Comment by nerdponx

19 days ago

The difference is that Word2Vec "learned" these relationships auto-magically from the patterns in the surrounding words in the context in which they appear in written text. Don't forget that this was a revolutionary result at the time, and the actual techniques involved were novel. Word2Vec is the foundation of modern LLMs in many ways.

I can't edit my own post but there are two other big differences between the Prolog example and the Word2Vec example.

1. The W2V example is approximate. Not "fuzzy" in the sense of fuzzy logic. I mean that Man Woman Queen King are all essentially just arrows pointing in different directions (in a high dimensional space). Summing vectors is like averaging their angles. So subtracting "King - Man" is a kind of anti-average, and "King - Man + Woman" then averages that intermediate thing with "Woman", which just so happens to yield a direction very close to that of "Queen". This is, again, entirely emergent from the algorithm and the training data. It's also probably a non-representative cherry picked example, but other commenters have gone into detail about that and it's not the point I'm trying to make.

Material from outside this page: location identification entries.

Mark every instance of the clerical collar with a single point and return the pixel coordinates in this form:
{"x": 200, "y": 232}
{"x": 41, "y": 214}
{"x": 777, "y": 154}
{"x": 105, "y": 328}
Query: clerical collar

2. In addition to requiring hand-crafted rules, any old school logic programming system has to go through some kind of a unification or backtracking algorithm to obtain a solution. Meanwhile here we have vector arithmetic, which is probably one of the fastest things you can do on modern computing hardware, not to mention being linear in time and space. Not a big deal in this example, could be quite a big deal in bigger applications.

And yes you could have some kind of ML/AI thing emit a Prolog program or equivalent but again that's a totally different topic.